If US earnings dissapoint ie are "worse-than-expected", and with the indexs vulnerable where they are now, a final capitulation to new lows is feasible? Why wait for October though?


----------



## wayneL (8 July 2009)

Uncle Festivus said:


> If US earnings dissapoint ie are "worse-than-expected", and with the indexs vulnerable where they are now, a final capitulation to new lows is feasible? *Why wait for October though?*




Just get them to wait till after July 17 (option expiry) :


----------



## Trembling Hand (8 July 2009)

Nah nah nah...


----------



## Gundini (8 July 2009)

wayneL said:


> Thoughts?




While they may be right, it seems they are struggling to get a handle on the markets.... Doing their best to keep a job it seems to me... And guess what?

Their fired!


----------



## theasxgorilla (9 July 2009)

Trembling Hand said:


> Nah nah nah...




Classic TH... I knew it wasn't rhetoric, them shoots are real I tell ya!  Albeit they look like tulips... deja vu


----------



## theasxgorilla (9 July 2009)

wayneL said:


> Thoughts?




As w@nky as it sounds, more time needs to pass in order to build potential for another violent move, so yeah, October sounds more feasible than tomorrow.

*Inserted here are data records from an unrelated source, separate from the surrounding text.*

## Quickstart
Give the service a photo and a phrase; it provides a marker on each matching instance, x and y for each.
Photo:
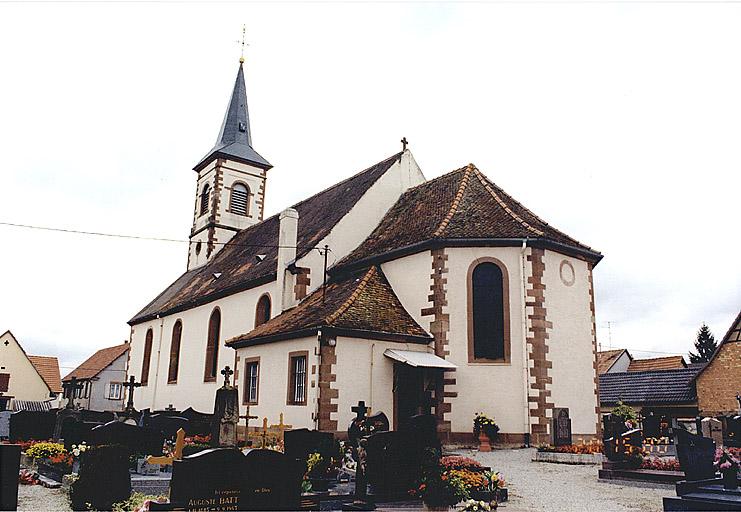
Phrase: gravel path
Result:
(542, 486)
(37, 498)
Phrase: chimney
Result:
(287, 239)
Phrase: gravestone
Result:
(10, 460)
(561, 427)
(712, 428)
(696, 455)
(225, 479)
(103, 478)
(302, 442)
(25, 425)
(136, 439)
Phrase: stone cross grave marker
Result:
(713, 429)
(561, 427)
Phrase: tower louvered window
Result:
(239, 203)
(205, 195)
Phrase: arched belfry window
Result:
(144, 379)
(177, 334)
(205, 195)
(488, 312)
(262, 312)
(239, 204)
(212, 347)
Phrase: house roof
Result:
(237, 261)
(657, 363)
(461, 207)
(48, 368)
(651, 387)
(235, 137)
(98, 362)
(362, 305)
(733, 335)
(607, 358)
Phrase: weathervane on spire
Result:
(241, 57)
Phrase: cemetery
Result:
(191, 460)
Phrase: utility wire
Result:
(139, 237)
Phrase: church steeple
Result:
(235, 140)
(230, 190)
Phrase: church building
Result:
(444, 296)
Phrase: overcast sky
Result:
(618, 123)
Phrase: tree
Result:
(705, 345)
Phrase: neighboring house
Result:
(444, 296)
(719, 382)
(25, 378)
(101, 379)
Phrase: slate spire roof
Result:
(235, 138)
(361, 305)
(461, 207)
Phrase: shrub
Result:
(45, 450)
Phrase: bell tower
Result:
(230, 189)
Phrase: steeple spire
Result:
(235, 141)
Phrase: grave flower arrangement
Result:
(483, 424)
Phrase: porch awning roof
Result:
(419, 359)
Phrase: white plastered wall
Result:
(237, 317)
(25, 382)
(570, 346)
(273, 382)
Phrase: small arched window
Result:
(144, 379)
(262, 312)
(177, 334)
(212, 346)
(205, 195)
(239, 203)
(488, 323)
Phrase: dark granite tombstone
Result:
(25, 425)
(696, 455)
(225, 479)
(136, 439)
(561, 427)
(168, 425)
(10, 459)
(302, 442)
(103, 478)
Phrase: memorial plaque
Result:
(696, 455)
(561, 427)
(225, 479)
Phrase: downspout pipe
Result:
(523, 322)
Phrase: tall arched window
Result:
(488, 307)
(172, 371)
(144, 379)
(205, 195)
(262, 312)
(239, 204)
(212, 347)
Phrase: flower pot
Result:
(730, 479)
(484, 444)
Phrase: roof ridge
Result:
(488, 186)
(352, 298)
(456, 200)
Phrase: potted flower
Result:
(728, 466)
(485, 429)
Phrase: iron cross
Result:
(226, 372)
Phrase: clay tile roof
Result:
(237, 262)
(606, 359)
(96, 363)
(460, 205)
(654, 387)
(48, 368)
(362, 305)
(657, 363)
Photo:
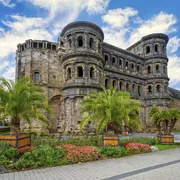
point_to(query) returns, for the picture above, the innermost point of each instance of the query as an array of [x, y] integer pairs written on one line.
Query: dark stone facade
[[81, 62]]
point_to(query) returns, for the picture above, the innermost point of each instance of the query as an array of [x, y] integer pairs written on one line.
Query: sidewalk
[[158, 165]]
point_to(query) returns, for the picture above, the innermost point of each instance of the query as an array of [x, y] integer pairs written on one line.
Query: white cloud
[[71, 6], [22, 23], [174, 70], [7, 3], [9, 41], [124, 27], [160, 23], [173, 44], [119, 18]]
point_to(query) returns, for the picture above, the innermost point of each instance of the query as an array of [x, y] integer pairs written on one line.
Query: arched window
[[163, 48], [158, 88], [138, 68], [113, 60], [106, 83], [80, 41], [149, 69], [157, 68], [156, 48], [149, 89], [70, 42], [127, 86], [139, 90], [91, 41], [69, 73], [132, 66], [36, 77], [79, 71], [120, 62], [114, 83], [147, 49], [126, 64], [106, 58], [164, 69], [120, 86], [99, 47], [91, 72]]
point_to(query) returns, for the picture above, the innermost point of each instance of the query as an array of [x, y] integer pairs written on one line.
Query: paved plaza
[[158, 165]]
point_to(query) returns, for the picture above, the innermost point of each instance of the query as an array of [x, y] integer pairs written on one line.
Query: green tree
[[164, 120], [22, 101], [110, 108]]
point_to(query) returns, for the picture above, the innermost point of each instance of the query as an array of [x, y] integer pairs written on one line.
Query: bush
[[108, 151], [40, 156], [7, 153], [75, 154], [82, 141], [142, 140], [136, 148]]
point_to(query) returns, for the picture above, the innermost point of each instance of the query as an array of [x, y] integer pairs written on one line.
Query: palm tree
[[110, 108], [22, 101]]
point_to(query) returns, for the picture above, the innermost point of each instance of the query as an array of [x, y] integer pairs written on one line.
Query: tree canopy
[[22, 100], [110, 108], [164, 120]]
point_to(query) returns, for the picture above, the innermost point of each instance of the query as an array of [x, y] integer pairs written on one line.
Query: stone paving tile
[[171, 172], [104, 169]]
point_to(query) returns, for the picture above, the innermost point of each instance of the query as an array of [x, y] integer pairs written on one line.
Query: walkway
[[159, 165]]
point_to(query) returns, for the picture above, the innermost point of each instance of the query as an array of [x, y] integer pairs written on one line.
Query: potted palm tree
[[108, 110], [21, 101], [165, 121]]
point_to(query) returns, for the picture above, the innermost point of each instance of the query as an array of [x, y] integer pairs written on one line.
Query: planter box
[[17, 141], [165, 139], [110, 141], [4, 128]]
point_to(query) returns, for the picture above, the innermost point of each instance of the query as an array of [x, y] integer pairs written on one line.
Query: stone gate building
[[80, 62]]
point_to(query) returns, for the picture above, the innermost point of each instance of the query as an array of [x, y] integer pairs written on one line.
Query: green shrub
[[136, 148], [75, 154], [11, 153], [40, 156], [82, 141], [142, 140], [108, 151], [7, 153]]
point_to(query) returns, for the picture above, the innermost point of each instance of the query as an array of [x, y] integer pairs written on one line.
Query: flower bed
[[75, 154], [136, 148]]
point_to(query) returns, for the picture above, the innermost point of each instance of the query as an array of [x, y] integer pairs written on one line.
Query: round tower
[[37, 60], [82, 65], [155, 71]]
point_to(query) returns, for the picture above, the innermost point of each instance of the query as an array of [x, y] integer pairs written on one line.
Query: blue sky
[[123, 21]]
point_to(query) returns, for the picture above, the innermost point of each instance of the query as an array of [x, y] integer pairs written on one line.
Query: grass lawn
[[165, 147]]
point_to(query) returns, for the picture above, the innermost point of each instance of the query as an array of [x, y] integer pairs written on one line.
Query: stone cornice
[[122, 51], [81, 24]]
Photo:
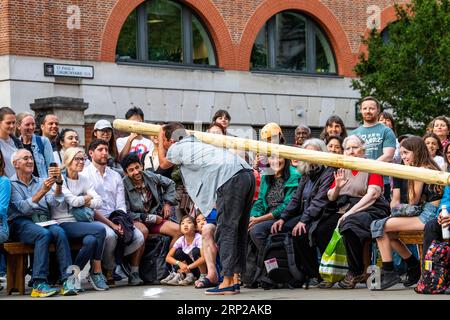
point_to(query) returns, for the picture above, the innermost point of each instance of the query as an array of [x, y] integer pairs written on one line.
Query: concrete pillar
[[70, 112]]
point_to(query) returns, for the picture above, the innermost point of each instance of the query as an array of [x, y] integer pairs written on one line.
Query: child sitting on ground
[[185, 255]]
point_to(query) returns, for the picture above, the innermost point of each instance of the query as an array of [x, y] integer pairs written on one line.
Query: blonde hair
[[69, 154]]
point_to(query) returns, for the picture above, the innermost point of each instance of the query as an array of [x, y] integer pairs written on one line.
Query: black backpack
[[276, 266], [153, 267]]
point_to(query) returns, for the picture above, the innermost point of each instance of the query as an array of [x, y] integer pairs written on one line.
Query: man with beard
[[310, 215], [379, 139]]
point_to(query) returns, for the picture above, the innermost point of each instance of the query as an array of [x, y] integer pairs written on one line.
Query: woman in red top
[[359, 197]]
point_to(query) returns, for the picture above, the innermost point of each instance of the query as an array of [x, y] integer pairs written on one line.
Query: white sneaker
[[188, 280], [168, 278], [176, 279]]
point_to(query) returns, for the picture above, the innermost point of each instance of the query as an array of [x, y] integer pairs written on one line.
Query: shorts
[[212, 217], [429, 212], [156, 228]]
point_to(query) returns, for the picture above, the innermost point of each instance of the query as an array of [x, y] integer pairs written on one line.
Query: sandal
[[205, 283]]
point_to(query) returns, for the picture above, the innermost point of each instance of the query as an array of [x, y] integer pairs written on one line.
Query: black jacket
[[317, 205]]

But it matches my current leaning toward the scenario that these green shoots are wave-B material... C still to come.


----------



## Aussiejeff (9 July 2009)

theasxgorilla said:


> As w@nky as it sounds, more time needs to pass in order to build potential for another violent move, so yeah, October sounds more feasible than tomorrow.
> 
> But it matches my current leaning toward the scenario that *these green shoots are wave-B material... C still to come*.




With the sheer volume of uber-optimistic forecasts flooding out from the ivory towers of bailed out banks and the glittering castles of their political brethren, one could be excused for thinking that many of them have started smoking some of those carefully cultivated "green shoots". Variety "C" you say??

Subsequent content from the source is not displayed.